Ein „Star Wars“-Comic: VADER DOWN

Ich schwöre, es ist Zufall, dass ich wenige Tage nach dem Tod von David Prowse (dem Mann im Darth-Vader-Kostüm) einen Comic namens VADER DOWN bespreche. Diesmal keine meiner sarkastischen Pointen – aber begreifen wir es als kleine Hommage.

In memoriam all der Kreativen, die die Figur des Darth Vader erdacht und mit Leben erfüllt haben. VADER DOWN ist der Comicspaß, auf den „Krieg der Sterne“-Fanboys wie ich seit über 40 Jahren warten.

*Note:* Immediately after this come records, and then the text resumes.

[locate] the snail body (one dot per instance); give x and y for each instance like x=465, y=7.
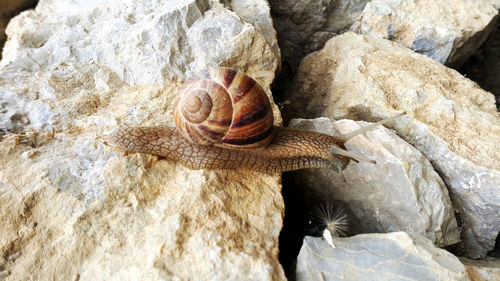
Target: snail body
x=224, y=120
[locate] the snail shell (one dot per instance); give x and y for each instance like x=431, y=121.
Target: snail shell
x=224, y=107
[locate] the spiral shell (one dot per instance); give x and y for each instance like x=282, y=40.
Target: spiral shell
x=224, y=107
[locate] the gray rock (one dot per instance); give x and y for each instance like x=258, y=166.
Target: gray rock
x=402, y=192
x=451, y=120
x=75, y=209
x=482, y=270
x=448, y=31
x=390, y=256
x=304, y=26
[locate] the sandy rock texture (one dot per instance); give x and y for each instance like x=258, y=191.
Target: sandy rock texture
x=390, y=256
x=304, y=26
x=452, y=121
x=447, y=31
x=401, y=192
x=482, y=270
x=75, y=209
x=8, y=9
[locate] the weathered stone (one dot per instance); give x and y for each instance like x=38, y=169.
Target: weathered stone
x=75, y=209
x=9, y=9
x=484, y=66
x=304, y=26
x=449, y=119
x=402, y=192
x=390, y=256
x=448, y=31
x=482, y=270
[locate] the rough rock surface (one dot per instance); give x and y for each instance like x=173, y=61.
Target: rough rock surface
x=402, y=192
x=74, y=209
x=304, y=26
x=450, y=119
x=9, y=9
x=482, y=270
x=484, y=66
x=390, y=256
x=448, y=31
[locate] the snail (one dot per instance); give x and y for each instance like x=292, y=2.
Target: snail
x=224, y=120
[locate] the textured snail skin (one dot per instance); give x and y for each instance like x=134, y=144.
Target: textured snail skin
x=291, y=149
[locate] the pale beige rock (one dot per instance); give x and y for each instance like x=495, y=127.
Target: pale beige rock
x=401, y=192
x=304, y=26
x=450, y=119
x=75, y=209
x=389, y=256
x=449, y=31
x=482, y=270
x=8, y=9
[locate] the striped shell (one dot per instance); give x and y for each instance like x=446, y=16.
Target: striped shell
x=224, y=107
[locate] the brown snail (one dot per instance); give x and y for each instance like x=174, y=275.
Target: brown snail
x=224, y=120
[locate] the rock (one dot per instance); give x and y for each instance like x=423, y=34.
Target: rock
x=448, y=31
x=8, y=10
x=449, y=118
x=75, y=209
x=402, y=192
x=482, y=270
x=390, y=256
x=484, y=66
x=304, y=26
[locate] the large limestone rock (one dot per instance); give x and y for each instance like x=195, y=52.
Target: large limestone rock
x=304, y=26
x=8, y=9
x=448, y=31
x=390, y=256
x=401, y=192
x=75, y=209
x=482, y=270
x=450, y=119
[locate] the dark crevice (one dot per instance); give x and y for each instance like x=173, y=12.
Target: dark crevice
x=483, y=67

Doch zunächst eine Erklärung: Ich sage „Krieg der Sterne“ und meine den Film, den wir heute als „Episode IV: A New Hope“ bezeichnen. Das Original von 1977 war der Film meiner Jugend und ich vertrete die ketzerische Meinung, dass diesen nichts mehr übertroffen hat (und übertreffen konnte), denn dieses Fantasymärchen ist perfekt, rund und fertig.
Mir reicht „Krieg der Sterne“, deshalb bin ich nie angesprungen auf die Sequels und Prequels, die Romane und Comics, die animierten und realverfilmten Serien.

Im Comicladen locken mich zwar seit Jahren diese neuen, bunten, knalligen „Star Wars“-Comics von Marvel, aber ich wollte dieses Merchandising-Monstrum nicht unterstützen. Obwohl einer meiner Lieblingsautoren (Jason Aaron) dafür schreibt.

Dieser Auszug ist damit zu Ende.